Leading Solomon Islands scholar Professor Transform Aqorau wants to see regional pledges and declarations translated into action is on the ground, to benefit ordinary members of the community.

“It is easy for analysts and observers from thousands of miles away to distil the region’s dynamics into a neat frame of ‘China vs. West’, but the reality on the ground paints a different picture,” Aqorau writes. “To the locals, who often lack basic support services and facilities, the origins of the aid matter far less than the benefits they bring. When new infrastructure or services emerge, it isn’t about which flag flies overhead, but about the tangible improvements in their day-to-day lives.”

As Forum leaders discuss regional agendas this week, they will be joined by many international dignitaries, from the US Ambassador to the United Nations, to the newly elected Executive Director of the Green Climate Fund and the President of the UN General Assembly.

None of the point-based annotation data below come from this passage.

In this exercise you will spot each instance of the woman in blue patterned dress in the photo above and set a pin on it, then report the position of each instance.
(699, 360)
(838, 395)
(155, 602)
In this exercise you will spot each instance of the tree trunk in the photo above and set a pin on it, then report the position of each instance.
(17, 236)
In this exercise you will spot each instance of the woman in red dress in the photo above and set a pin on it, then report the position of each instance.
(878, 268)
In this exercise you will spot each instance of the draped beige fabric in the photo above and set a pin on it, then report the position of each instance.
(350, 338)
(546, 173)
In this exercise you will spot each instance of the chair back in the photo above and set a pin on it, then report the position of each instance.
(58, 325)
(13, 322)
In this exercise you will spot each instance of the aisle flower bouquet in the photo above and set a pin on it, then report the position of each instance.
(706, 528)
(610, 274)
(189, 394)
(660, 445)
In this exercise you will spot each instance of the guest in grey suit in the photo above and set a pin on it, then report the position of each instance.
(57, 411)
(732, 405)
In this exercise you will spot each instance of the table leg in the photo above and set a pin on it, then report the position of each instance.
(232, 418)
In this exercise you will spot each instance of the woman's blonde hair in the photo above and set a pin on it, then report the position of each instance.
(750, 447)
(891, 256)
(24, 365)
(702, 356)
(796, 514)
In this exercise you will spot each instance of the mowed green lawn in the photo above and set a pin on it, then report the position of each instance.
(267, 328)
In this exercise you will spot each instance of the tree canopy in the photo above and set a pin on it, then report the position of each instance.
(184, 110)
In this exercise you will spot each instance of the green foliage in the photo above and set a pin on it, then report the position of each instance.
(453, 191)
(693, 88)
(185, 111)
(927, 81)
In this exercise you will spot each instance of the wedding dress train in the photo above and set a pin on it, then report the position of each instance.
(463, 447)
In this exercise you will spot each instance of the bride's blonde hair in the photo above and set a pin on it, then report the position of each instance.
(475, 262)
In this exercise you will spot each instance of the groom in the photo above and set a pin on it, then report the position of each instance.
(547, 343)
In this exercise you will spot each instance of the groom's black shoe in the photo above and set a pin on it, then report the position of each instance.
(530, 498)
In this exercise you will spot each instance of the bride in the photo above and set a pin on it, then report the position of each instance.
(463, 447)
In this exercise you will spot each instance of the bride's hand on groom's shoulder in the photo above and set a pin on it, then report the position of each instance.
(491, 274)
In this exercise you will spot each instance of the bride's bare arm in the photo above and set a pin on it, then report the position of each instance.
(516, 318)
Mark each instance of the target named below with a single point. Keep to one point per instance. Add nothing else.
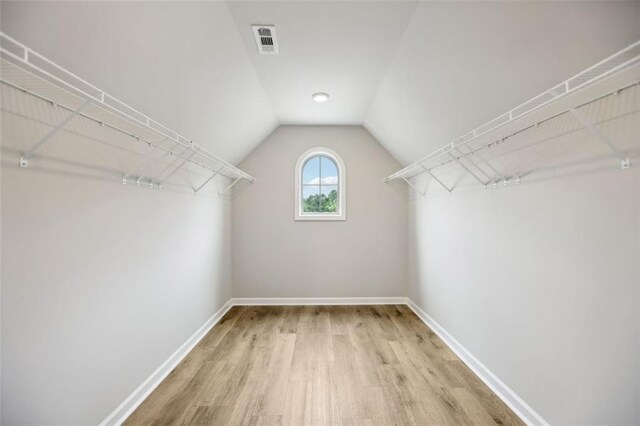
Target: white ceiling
(342, 48)
(415, 74)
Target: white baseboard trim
(124, 410)
(508, 396)
(286, 301)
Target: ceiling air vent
(266, 41)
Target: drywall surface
(181, 63)
(275, 256)
(101, 282)
(541, 281)
(443, 83)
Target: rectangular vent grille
(265, 36)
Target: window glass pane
(311, 171)
(311, 199)
(329, 199)
(329, 171)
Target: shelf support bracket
(624, 162)
(144, 160)
(184, 161)
(415, 188)
(437, 180)
(457, 160)
(229, 187)
(468, 158)
(24, 160)
(208, 180)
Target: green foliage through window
(321, 203)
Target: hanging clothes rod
(625, 63)
(28, 64)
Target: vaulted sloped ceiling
(416, 74)
(461, 64)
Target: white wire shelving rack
(32, 74)
(607, 77)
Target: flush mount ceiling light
(320, 97)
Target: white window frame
(342, 187)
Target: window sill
(319, 218)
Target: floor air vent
(266, 41)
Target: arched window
(320, 186)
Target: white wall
(541, 281)
(275, 256)
(101, 282)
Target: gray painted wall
(541, 281)
(100, 282)
(275, 256)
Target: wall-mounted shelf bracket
(24, 160)
(438, 180)
(608, 77)
(144, 159)
(624, 162)
(229, 187)
(457, 160)
(174, 171)
(415, 188)
(195, 190)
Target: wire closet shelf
(608, 77)
(42, 80)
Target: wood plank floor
(322, 365)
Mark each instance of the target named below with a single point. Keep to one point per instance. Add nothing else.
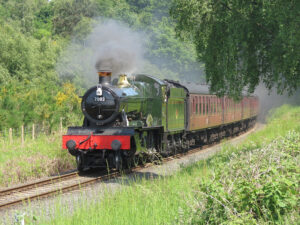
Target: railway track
(72, 181)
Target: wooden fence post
(33, 131)
(10, 135)
(61, 125)
(22, 135)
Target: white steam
(109, 41)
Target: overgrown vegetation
(244, 43)
(20, 163)
(254, 183)
(35, 33)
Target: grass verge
(36, 158)
(256, 182)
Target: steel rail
(81, 181)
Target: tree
(243, 43)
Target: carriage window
(201, 106)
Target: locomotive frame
(150, 116)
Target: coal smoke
(110, 41)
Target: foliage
(34, 159)
(34, 35)
(243, 43)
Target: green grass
(256, 182)
(36, 158)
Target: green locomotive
(137, 116)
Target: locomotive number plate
(99, 99)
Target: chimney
(104, 70)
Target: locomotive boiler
(130, 117)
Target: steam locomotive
(130, 117)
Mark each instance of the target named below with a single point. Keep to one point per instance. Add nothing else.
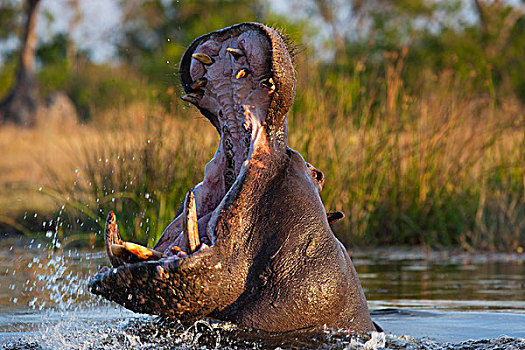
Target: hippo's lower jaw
(255, 243)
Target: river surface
(422, 299)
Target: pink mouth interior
(234, 88)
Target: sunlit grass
(440, 166)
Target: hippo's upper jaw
(252, 243)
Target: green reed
(440, 166)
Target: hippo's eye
(203, 58)
(269, 84)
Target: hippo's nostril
(193, 96)
(242, 73)
(201, 82)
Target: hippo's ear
(334, 216)
(283, 76)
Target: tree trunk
(21, 104)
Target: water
(423, 300)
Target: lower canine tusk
(190, 224)
(142, 253)
(236, 53)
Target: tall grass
(139, 167)
(440, 166)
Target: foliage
(416, 120)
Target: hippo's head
(251, 243)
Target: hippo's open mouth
(228, 75)
(251, 243)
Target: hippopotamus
(252, 242)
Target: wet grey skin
(264, 255)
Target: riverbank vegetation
(417, 124)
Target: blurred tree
(20, 105)
(157, 31)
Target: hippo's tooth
(117, 249)
(142, 252)
(190, 224)
(112, 237)
(203, 58)
(236, 53)
(199, 83)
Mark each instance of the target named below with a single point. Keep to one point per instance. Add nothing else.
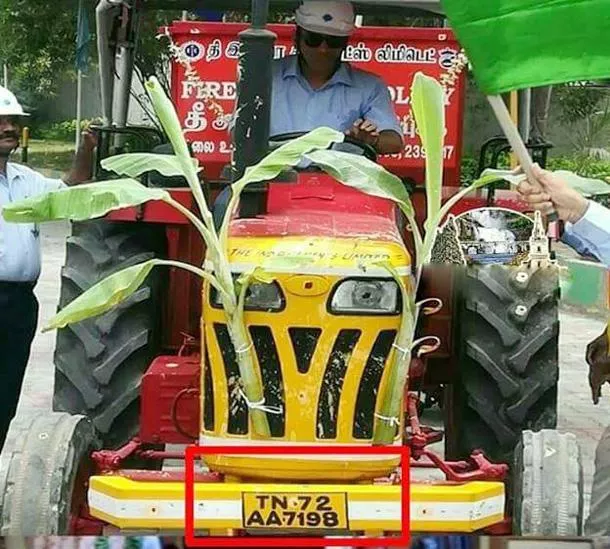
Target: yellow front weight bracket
(144, 505)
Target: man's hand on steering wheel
(365, 131)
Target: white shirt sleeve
(593, 232)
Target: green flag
(82, 37)
(516, 44)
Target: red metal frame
(182, 309)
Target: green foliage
(577, 101)
(582, 165)
(61, 131)
(38, 44)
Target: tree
(38, 44)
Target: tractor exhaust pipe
(104, 18)
(251, 134)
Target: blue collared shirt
(350, 94)
(20, 242)
(591, 233)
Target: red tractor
(145, 376)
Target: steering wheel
(366, 150)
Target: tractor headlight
(370, 297)
(259, 297)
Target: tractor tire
(548, 485)
(508, 372)
(99, 362)
(44, 473)
(598, 522)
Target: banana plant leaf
(82, 202)
(135, 164)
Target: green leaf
(289, 154)
(103, 296)
(363, 174)
(135, 164)
(428, 104)
(165, 111)
(115, 288)
(82, 202)
(478, 184)
(258, 274)
(514, 177)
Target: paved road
(577, 414)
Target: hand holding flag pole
(518, 44)
(516, 142)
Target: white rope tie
(244, 349)
(275, 410)
(402, 350)
(390, 420)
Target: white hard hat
(9, 106)
(335, 18)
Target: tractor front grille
(322, 404)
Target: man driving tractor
(316, 88)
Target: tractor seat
(157, 180)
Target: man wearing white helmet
(20, 253)
(315, 88)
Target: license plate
(302, 511)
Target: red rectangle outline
(219, 541)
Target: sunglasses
(314, 40)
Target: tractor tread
(549, 495)
(508, 359)
(46, 452)
(100, 361)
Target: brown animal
(598, 358)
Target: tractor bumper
(129, 504)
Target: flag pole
(514, 139)
(79, 107)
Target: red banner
(205, 98)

But as wars rage in Europe and the Middle East, the security agenda is becoming more polarised. The Forum’s Boe Declaration on Regional Security, adopted in 2018, stresses that climate change is “the greatest single threat to the livelihoods, wellbeing and security of Pacific peoples.” There will be lots of preaching about partnership, sovereignty and security this week in Rarotonga, but will major international institutions adjust their political, diplomatic and bureaucratic systems to deal with the reality of life in Small Island Developing States?